Why does the Church give so much importance to World Mission Sunday? The Acts of Apostles gives a very good answer: “We cannot but speak about what we have seen and heard” (Acts 4:20). The Apostles were following the missionary mandate that Jesus gave us all to go and proclaim the good news to all creation (Matthew 28:19-20). This annual celebration gives us a chance to reflect on the importance of missionary works for the life of the Church. It reminds us that we are one with the universal Church and that we are all committed to carrying on the mission of Christ, however different our situations may be.
You know that I myself was a missionary in the north-eastern Indian State of Nagaland and you have heard me sharing my missionary experiences. But when I came to this country, I was quite surprised to hear that there were missionary regions in the USA. “Home Missions” is the name for dioceses and parishes in the United States, including its territories and former territories, which cannot provide basic pastoral services to Catholics without outside help.

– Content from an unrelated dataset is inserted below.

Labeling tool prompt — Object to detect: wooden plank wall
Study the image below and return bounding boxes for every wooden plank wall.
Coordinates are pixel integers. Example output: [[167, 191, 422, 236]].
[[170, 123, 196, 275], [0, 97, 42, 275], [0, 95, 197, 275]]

Basic pastoral services include Mass and sacraments, religious education, and ministry training for priests, deacons, religious sisters and lay people.
For many decades, the Church in the United States has sent missionaries overseas to serve the people of Latin America, Africa, Asia, and Oceania. The home missions are dioceses and parishes here in the United States that need the same kind of support. Surprisingly, according to the USCCB, “the Catholic Church is poorly established in many parts of our country, especially Appalachia, the South, the Southwest along the Mexican border, the Rocky Mountain States, Alaska, Puerto Rico and the Virgin Islands, and remote island chains like the Marshalls and the Carolines in the Pacific.” Generally speaking, the home missions are everywhere that Catholics are few and the Church is fragile. Here’s just one example:
In Montana, the Diocese of Great Falls-Billings has 99 parishes and missions stretching over 90,000 square miles. Many priests in this diocese serve multiple parishes – some serve up to five! Many parishes cannot meet the financial obligations of having a full-time priest and communities often feel disconnected from the larger Church.
So, when the World Mission Sunday rightly raises our awareness of the worldwide missionary efforts in the world outside of the United States, let us not forget the missionary regions closer home in our own country.